Swedish composer Elfrida Andrée was one of the most remarkable female classical composers in history. While the nineteenth century represented an explosion of women composers over previous times, many were ghettoized into the realm of sentimental parlor literature and not considered serious players in the game. Andrée was a notable exception; she was reckoned, in Sweden, on an equal footing with not only her Swedish contemporaries among composers, but with prominent figures from greater Europe such as Johannes Brahms. A vocal proponent of women's causes, Andrée was also a close friend to Nobel Prize-winning novelist Swedish Selma Lagerlöf; the Elfrida Andréegymnasiat in Sweden is named after her.
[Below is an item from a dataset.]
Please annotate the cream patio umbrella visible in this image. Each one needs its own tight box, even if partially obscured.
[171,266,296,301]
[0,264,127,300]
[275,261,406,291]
However, despite Andrée's prominence in Sweden and as a pioneering force in women's rights, this has not won her a great many recordings; her music was on its way out of the public consciousness even before she died in 1929. What recordings there have been mainly focus on Andrée's orchestral music, organ symphonies (which remain her most often performed works in Sweden), and sacred vocal music. Andrée's chamber music all comes from fairly early in her career; the Piano Trio in C minor here was written when she was 19, and Andrée was 42 when she put the finishing touches on the A minor Piano Quartet; she would write only one more chamber work, a string quartet, afterward.
For its debut disc as an ensemble, the Iceland-based
Trio Nordica has done well to pick Andrée as its subject; of these works, only the G minor Trio, dating from 1865, has been recorded before. The playing is respectful, sensitive, and inflamed with the passion that such unrelentingly lyrical music demands; the group never drives the rhythm, keeping it flexible and lightly swinging in faster movements and alert, never dragging, in slow ones while maintaining a lovely sense of ensemble dynamics. Of these works, the A minor Piano Quartet is obviously the most stylistically mature, vaguely reminiscent of Mendelssohn. However, the standout is the earliest piece, the Piano Trio in C minor. It has a special kind of spontaneity and ebullience, particularly in the last movement, its properties of charm especially heightened by this fine performance by the
Trio Nordica. All in all, Intim Musik's Elfrida Andrée: Two Piano Trios & Piano Quartet is both a strong and purposeful debut for this group.